“We want to get things under control,” he said.
Witnesses and medical organizations in Khartoum could not corroborate those assertions.
A former camel trader and militia commander, General Hamdan has emerged as the most powerful figure in Sudan, even if he is formally outranked by an older man, Lt. Gen. Abdel Fattah al-Burhan. His troops patrol the streets of Khartoum, and he has held rallies in recent weeks to position himself as a potential national leader.

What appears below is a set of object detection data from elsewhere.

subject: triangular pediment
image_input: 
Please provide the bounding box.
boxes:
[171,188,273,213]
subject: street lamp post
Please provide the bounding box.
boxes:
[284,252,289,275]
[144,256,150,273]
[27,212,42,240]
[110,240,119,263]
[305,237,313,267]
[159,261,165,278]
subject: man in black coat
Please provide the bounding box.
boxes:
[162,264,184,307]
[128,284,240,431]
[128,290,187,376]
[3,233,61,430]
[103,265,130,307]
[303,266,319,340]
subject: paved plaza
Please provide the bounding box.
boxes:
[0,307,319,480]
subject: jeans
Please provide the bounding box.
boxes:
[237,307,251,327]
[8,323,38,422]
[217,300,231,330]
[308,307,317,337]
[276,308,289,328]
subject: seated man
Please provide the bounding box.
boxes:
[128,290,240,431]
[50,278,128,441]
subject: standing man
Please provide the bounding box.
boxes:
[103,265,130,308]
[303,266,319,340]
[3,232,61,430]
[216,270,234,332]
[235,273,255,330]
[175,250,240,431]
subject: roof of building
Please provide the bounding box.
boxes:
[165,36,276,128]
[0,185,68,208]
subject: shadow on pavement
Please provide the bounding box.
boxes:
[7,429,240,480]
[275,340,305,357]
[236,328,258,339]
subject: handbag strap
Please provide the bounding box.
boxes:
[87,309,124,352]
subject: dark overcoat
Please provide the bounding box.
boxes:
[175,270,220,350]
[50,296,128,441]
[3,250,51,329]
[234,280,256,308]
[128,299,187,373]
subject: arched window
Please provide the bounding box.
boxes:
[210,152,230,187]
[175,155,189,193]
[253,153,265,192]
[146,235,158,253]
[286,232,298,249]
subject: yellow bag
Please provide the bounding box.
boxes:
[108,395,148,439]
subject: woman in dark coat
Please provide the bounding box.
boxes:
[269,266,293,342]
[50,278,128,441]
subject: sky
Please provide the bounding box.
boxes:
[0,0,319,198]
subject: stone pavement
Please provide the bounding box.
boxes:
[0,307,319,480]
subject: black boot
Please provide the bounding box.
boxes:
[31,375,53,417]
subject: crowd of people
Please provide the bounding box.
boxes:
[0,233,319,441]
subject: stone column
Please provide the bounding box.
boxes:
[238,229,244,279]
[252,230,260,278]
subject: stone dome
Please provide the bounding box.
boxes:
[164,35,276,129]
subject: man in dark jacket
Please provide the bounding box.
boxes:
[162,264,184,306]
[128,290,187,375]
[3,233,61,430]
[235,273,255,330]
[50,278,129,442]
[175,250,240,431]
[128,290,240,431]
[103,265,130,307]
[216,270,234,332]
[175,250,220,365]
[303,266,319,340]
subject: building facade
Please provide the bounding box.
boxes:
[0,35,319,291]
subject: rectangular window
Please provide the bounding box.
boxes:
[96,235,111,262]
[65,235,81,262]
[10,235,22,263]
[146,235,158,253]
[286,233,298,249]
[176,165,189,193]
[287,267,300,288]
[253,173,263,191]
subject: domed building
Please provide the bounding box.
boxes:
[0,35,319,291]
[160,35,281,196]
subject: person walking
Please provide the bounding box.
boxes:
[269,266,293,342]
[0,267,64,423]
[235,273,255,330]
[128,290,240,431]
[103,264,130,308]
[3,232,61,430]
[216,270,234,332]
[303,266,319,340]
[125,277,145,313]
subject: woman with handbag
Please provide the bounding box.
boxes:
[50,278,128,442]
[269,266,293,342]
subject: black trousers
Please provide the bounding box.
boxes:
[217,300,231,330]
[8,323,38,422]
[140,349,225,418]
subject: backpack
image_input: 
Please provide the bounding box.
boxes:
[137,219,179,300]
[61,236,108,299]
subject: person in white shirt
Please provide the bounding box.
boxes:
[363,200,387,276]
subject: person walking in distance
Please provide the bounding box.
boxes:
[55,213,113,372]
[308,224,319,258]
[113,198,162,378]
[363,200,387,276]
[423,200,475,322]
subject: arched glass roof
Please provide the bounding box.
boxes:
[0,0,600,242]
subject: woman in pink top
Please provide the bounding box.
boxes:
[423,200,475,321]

The authoritarian leaders of Saudi Arabia and the United Arab Emirates, who are hostile to democracy movements in the Middle East, openly support General Hamdan. They pledged $3 billion in aid for Sudan in April in an effort to prop up the country’s ailing economy.
The State Department, which has sided with the protesters, has been unusually critical of Saudi Arabia’s role in Sudan’s crisis. But the main diplomatic effort is being led by mediators from the African Union and Ethiopia who have worked, so far fruitlessly, to bring the protesters and generals together.
Trust between the two sides is low. On Saturday, General Hamdan’s troops raided the main office of the Sudanese Professionals Association, which is leading the protest movement, and prevented the group from holding a news conference.
Such measures appeared to have had limited impact on Sunday, when people flooded into the streets. Some demonstrators managed to broadcast live video of the protests, using roaming services or other methods to circumvent the month-old internet blackout that the generals say is necessary for national security.